Problems understanding water levels

The friendliest place on the web for anyone with an interest in aquariums or fish keeping!
If you have answers, please help by responding to the unanswered posts.

Jamiemcq17

Aquarium Advice Newbie
Joined
Jan 17, 2022
Messages
2
Hello everyone,

I don't know if I'm in the right place or not to ask this but I'll try anyway haha. I started a 20 gallon tank 3 days ago and trying to do a fish-less cycle using live plants and driftwood that were taken from an established tank from my local fish store. I tested the levels on day 1 and got these results:

pH 6.6
Ammonia 0ppm
Nitrite 0ppm
Nitrate 0ppm

I then left the tank for a few days and it is now day 3 and have got the following results:

pH 6.6
Ammonia 1ppm
Nitrite 0ppm
Nitrate 5ppm

Could somebody please help me understand these levels? Is it common for Ammonia to increase so much despite Nitrite remaining at 0. I thought I understood the nitrogen cycle but apparently not ? Any help or info is really appreciated
 
It doesn't look like you understand how to do a fishless cycle.

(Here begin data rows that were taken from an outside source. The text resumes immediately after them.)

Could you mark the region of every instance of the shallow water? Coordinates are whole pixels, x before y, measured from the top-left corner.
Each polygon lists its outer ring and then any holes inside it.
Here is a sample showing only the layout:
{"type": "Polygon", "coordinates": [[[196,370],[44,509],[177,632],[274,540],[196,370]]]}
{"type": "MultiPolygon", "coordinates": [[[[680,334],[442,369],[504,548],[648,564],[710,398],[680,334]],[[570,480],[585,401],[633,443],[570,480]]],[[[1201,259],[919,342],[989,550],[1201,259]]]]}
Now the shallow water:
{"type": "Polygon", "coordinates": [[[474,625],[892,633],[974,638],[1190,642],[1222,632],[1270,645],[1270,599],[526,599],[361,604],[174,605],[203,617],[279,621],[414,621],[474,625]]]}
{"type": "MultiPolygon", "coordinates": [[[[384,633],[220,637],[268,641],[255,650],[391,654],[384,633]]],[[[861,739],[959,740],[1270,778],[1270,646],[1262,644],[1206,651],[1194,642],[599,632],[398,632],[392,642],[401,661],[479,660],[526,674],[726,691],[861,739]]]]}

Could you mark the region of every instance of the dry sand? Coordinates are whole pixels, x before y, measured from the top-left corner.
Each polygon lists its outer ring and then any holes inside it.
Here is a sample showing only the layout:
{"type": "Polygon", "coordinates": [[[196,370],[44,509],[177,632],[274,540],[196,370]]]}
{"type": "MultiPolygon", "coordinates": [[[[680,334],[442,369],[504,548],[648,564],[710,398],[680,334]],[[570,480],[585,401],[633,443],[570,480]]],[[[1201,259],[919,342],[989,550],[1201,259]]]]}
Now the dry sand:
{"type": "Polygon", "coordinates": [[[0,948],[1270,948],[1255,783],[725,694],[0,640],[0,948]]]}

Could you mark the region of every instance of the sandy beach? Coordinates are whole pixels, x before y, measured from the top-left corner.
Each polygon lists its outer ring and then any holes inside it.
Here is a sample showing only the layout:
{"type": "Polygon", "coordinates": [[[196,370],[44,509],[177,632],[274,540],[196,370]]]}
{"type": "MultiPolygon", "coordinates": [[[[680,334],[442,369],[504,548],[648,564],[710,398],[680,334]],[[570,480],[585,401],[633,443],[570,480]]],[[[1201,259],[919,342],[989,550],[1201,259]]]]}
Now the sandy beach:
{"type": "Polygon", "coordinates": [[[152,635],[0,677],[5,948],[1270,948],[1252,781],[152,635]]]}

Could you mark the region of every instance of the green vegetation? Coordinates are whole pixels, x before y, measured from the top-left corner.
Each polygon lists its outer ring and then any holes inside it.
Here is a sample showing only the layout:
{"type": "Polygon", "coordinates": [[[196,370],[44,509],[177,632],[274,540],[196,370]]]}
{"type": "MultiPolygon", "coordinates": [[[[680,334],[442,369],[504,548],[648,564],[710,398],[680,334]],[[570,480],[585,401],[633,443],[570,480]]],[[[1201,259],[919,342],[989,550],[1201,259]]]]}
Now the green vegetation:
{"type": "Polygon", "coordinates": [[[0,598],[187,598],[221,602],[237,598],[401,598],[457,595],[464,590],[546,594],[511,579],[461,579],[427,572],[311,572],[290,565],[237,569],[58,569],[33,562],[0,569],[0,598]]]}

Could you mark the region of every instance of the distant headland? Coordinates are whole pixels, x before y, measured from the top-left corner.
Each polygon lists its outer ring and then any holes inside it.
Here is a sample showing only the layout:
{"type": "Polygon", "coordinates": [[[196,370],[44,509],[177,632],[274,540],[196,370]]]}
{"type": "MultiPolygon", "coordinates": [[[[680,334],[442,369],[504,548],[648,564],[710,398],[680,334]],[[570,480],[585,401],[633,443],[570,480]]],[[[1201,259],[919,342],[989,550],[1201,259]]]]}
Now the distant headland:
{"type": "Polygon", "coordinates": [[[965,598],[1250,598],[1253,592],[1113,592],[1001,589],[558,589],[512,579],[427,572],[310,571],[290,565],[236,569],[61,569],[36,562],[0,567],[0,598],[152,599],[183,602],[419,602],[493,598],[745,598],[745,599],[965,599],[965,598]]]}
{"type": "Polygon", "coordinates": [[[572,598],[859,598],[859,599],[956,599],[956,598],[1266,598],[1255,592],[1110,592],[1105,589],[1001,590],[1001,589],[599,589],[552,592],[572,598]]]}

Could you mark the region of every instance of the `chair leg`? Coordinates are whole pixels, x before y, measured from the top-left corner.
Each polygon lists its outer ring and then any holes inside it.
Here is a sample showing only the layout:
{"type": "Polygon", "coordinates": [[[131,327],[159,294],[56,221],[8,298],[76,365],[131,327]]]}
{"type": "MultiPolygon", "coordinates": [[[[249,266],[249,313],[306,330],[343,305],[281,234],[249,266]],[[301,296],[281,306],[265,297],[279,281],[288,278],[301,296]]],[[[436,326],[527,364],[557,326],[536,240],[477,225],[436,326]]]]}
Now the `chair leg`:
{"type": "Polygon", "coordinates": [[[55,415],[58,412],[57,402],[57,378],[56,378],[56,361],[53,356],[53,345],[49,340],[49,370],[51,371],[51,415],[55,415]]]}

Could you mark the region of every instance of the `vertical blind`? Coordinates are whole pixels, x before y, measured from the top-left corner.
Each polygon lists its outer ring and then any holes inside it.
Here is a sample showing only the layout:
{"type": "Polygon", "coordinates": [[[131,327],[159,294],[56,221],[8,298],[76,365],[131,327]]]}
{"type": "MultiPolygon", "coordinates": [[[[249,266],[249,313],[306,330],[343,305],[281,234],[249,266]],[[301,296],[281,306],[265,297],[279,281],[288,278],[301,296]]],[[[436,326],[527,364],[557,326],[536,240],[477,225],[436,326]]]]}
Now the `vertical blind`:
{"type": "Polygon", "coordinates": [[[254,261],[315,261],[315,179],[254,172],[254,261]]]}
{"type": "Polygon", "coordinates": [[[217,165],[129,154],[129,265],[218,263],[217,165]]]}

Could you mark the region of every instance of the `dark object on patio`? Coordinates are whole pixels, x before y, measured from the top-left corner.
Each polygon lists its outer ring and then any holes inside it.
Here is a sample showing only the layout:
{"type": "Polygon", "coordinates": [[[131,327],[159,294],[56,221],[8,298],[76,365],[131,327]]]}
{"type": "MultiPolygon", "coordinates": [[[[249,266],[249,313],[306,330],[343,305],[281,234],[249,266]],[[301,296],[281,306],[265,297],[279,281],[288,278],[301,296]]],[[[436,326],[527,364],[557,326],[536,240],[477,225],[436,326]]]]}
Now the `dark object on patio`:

You need to be dosing ammonia. Either pure ammonia, or ammonia chloride, or fishfood, or a decomposing composing cocktail shrimp. Its probable the ammonia you are seeing is from dead, decaying plant matter, or maybe its leaching from your substrate. There wont be enough ammonia from these sources for a long enough period of time to cycle a tank.

Ammonia turns to nitrite and then nitrate in a cycled tank. You have only just started what is typically a 6 to 8 week process to complete a fishless cycle, so your cycle hasnt even started yet. What you are seeing is the ammonia coming from whatever source it is coming from. Because you arent cycled, none (or very little) of your ammonia is going to nitrite which is why you arent seeing any nitrite. A very small amount of nitrite might be going nitrate which is what you are detecting. It doesnt take much ammonia to result in a lot of nitrate.

If you need further guidance on the nitrogen cycle and how to do a fishless cycle let me know.
 
It doesn't look like you understand how to do a fishless cycle.

You need to be dosing ammonia. Either pure ammonia, or ammonia chloride, or fishfood, or a decomposing composing cocktail shrimp. Its probable the ammonia you are seeing is from dead, decaying plant matter, or maybe its leaching from your substrate. There wont be enough ammonia from these sources for a long enough period of time to cycle a tank.

Ammonia turns to nitrite and then nitrate in a cycled tank. You have only just started what is typically a 6 to 8 week process to complete a fishless cycle, so your cycle hasnt even started yet. What you are seeing is the ammonia coming from whatever source it is coming from. Because you arent cycled, none (or very little) of your ammonia is going to nitrite which is why you arent seeing any nitrite. A very small amount of nitrite might be going nitrate which is what you are detecting. It doesnt take much ammonia to result in a lot of nitrate.

If you need further guidance on the nitrogen cycle and how to do a fishless cycle let me know.
Ahh okay I had watched a video from GirlTalksFish about fishless cycling with just live plants and they had said that once new plant growth was observed I could then add a small number of fish? I didn't want to go with dosing the tank with a pure ammonia source and I thought that fish-in cycling was harmful/cruel so it seemed to be my best option but it seems that won't actually work?
 
Basically the method you are describing is a fish in cycle but with some plants that will take up a little ammonia. It wont work as a fishless cycle, but might make a fish in cycle a little less stressful for fish. Fish in cycle if done properly is reasonably safe.

You might be looking at whats called a silent cycle, where you go heavy on fast growing surface plants that will pretty much take up all ammonia that your fish produce.